Le salon était bien éclairé, les fenêtres ouvertes, l’air tiède ; beaucoup d’étoiles d’une lueur mate ; tout le monde en habits d’été de couleurs claires ; des abat-jour transparents adoucissaient la lumière des lampes. Sur une table on avait placé des fruits et des sirops glacés. Le sentiment des joies du bien-être et de l’aisance large vous saisissait au milieu de cette pièce fraîche, sentant bon, contenant des fleurs et abritant huit ou dix personnes souriantes. Henriette joua divers airs banals et célèbres. On l’applaudit beaucoup, sauf la mince petite madame Vieuxnoir, qui tapotait aussi du piano. La jeune fille commençait à être assez satisfaite de sa soirée, mais elle n’était pas quitte de ses exercices : on voulait que la représentation fût complète. Mathéus se serait jeté à genoux, l’extravagance lui entrait par tous les pores.
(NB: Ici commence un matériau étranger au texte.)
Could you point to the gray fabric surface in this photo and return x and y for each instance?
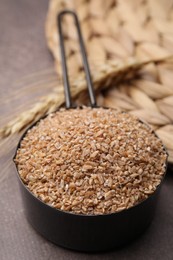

Le salon semblait rempli d’une gaîté générale : sourires, regards brillants, compliments. Cette atmosphère magnétisait Henriette.

Corbie, qui ne lui parlait jamais, s’approcha d’elle et, avec une fausse figure, des yeux embarrassés, des lèvres tremblantes, il lui dit :

« Allons, ma nièce, bon courage ! vous verrez que les talents mènent à quelque chose !

— Oh ! mon Dieu, non, » répondit sa nièce, ne voyant pas le sarcasme dans cette phrase.

Comme une ombre, Mathéus était attaché à elle. Profitant des conversations sur les arts qui s’engageaient entre toutes ces personnes qui n’y connaissaient rien, il s’efforçait de l’amener à lui apprendre ses goûts, ses désirs.

« Vous devez, lui dit-il, être sensible à l’harmonie de tout ce qui vous entoure, Mademoiselle, vous qui aimez la musique ?

— Comment comprenez-vous cela ? demanda Henriette.

— Je parle de l’aspect, de la couleur, de la forme des objets. Êtes-vous satisfaite de l’arrangement de ce salon, de la maison ?

— Oui, mais c’est un peu vulgaire.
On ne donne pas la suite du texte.